UAE’s Hope Mission Launched to Mars

An artist’s impression of the United Arab Emirates’ Hope spacecraft in orbit around Mars, where it will arrive in February 2021 after launching in July from Japan. (Credit: MBRSC)

The United Arab Emirates’ (UAE) Hope spacecraft is on its way to Mars after a successful launch from the Tanegashima Space Center in Japan.

A H-IIA rocket lifted off on Monday morning at 6:58 a.m. JST (5:58 p.m. EDT on Sunday). Hope separated from the second stage about an hour later and sent its first signal to controllers.

It is the first interplanetary mission undertaken by an Arab nation. The Mohammed Bin Rashid Space Center in Dubai developed the Mars orbiter in partnership with the University of Colorado’s Laboratory for Atmospheric and Space Physics.

Hope, which is also known as the Emirates Mars Mission (EMM), will study the dynamics of the Red Planet’s atmosphere on a global scale.

Hope will study the Martian atmosphere with three instruments: Emirates Mars Infrared Spectrometer, Emirates Exploration Imager, and Emirates Mars Ultraviolet Spectrometer.

“Using three scientific instruments on board of the spacecraft, EMM will provide a set of measurements fundamental to an improved understanding of ​circulation and weather in the Martian lower and middle atmosphere,” the UAE Space Agency said on its website.

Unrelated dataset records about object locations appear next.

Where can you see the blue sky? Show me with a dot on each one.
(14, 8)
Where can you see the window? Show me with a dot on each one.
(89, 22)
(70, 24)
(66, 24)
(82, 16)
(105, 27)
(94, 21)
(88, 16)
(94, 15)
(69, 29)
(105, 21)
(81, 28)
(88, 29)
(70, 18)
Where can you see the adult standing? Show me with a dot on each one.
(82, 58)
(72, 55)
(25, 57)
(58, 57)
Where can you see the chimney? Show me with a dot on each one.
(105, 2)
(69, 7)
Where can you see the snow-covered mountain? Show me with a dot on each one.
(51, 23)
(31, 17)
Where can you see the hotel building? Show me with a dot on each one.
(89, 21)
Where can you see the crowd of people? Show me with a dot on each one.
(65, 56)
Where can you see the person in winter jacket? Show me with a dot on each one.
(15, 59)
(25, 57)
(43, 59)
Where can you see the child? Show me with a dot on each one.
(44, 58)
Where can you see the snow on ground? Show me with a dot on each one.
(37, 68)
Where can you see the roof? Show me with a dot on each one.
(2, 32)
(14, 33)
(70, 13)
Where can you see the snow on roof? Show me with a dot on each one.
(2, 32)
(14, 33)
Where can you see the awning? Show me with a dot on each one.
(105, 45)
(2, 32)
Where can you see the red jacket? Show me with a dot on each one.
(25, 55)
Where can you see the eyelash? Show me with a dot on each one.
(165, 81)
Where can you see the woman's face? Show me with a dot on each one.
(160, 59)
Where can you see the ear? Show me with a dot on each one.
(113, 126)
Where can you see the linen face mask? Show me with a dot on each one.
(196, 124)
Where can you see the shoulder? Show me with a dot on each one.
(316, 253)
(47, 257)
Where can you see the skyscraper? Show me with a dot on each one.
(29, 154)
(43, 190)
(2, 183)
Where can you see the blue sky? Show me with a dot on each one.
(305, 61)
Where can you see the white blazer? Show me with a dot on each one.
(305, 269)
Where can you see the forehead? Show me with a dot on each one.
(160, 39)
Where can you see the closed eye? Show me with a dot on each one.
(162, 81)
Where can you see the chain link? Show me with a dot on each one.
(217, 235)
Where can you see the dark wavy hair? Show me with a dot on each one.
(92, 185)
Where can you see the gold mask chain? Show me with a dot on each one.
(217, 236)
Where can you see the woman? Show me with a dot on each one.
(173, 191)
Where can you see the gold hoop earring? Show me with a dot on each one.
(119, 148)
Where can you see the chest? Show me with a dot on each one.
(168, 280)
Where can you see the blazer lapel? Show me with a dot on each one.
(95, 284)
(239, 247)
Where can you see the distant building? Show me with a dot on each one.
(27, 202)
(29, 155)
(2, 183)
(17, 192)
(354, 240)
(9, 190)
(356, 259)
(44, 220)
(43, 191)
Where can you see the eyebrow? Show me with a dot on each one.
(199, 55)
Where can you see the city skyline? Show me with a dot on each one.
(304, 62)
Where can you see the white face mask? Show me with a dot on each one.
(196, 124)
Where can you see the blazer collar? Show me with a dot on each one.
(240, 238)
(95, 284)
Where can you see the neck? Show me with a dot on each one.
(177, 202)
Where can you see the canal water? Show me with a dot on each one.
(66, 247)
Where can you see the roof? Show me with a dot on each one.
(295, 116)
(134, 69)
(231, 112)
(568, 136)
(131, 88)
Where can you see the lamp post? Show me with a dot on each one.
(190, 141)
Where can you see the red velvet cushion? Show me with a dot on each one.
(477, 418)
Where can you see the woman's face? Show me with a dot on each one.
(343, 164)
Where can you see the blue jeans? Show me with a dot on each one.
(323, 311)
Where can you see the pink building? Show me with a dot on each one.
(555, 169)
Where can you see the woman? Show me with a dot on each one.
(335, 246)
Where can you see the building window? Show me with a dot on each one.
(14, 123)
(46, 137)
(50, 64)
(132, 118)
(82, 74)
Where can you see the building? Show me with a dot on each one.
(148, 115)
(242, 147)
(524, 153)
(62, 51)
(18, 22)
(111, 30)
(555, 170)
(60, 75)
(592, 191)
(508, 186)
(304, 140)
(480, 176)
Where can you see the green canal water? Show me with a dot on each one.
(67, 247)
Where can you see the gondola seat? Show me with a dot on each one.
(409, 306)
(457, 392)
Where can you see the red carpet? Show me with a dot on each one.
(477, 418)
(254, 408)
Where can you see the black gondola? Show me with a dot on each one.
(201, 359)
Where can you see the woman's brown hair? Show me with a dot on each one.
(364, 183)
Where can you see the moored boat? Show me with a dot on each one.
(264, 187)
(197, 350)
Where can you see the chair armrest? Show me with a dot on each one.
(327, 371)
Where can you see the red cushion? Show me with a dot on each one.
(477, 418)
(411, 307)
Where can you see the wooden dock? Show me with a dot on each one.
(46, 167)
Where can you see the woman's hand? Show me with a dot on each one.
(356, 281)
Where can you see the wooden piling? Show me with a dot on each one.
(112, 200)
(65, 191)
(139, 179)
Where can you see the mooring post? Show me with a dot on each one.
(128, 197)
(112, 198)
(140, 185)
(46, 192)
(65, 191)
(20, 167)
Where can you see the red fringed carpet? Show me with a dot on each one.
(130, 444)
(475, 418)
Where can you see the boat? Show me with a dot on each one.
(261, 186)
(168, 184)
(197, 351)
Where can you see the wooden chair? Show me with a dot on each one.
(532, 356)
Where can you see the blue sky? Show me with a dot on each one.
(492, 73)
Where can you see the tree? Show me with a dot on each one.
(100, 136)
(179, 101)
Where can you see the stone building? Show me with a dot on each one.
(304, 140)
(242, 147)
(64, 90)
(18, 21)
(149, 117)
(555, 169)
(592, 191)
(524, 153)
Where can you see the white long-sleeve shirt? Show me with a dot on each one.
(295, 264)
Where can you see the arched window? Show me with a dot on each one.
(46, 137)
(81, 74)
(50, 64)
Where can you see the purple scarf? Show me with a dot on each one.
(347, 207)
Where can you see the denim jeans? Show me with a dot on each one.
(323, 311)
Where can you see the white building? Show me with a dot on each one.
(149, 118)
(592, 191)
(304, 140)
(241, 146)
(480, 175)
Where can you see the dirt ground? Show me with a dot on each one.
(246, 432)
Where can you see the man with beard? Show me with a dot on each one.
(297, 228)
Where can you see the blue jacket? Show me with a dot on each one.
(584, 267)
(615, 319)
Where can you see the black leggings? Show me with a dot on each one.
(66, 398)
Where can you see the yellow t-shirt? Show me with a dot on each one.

“Combining such data with the monitoring of the upper layers of the atmosphere, EMM measurements will reveal the mechanisms behind the upward transport of energy and particles, and the subsequent escape of atmospheric particles from the gravity of Mars,” the website added.

Hope is scheduled to arrive at Mars in early February 2021 after a 200-day cruise.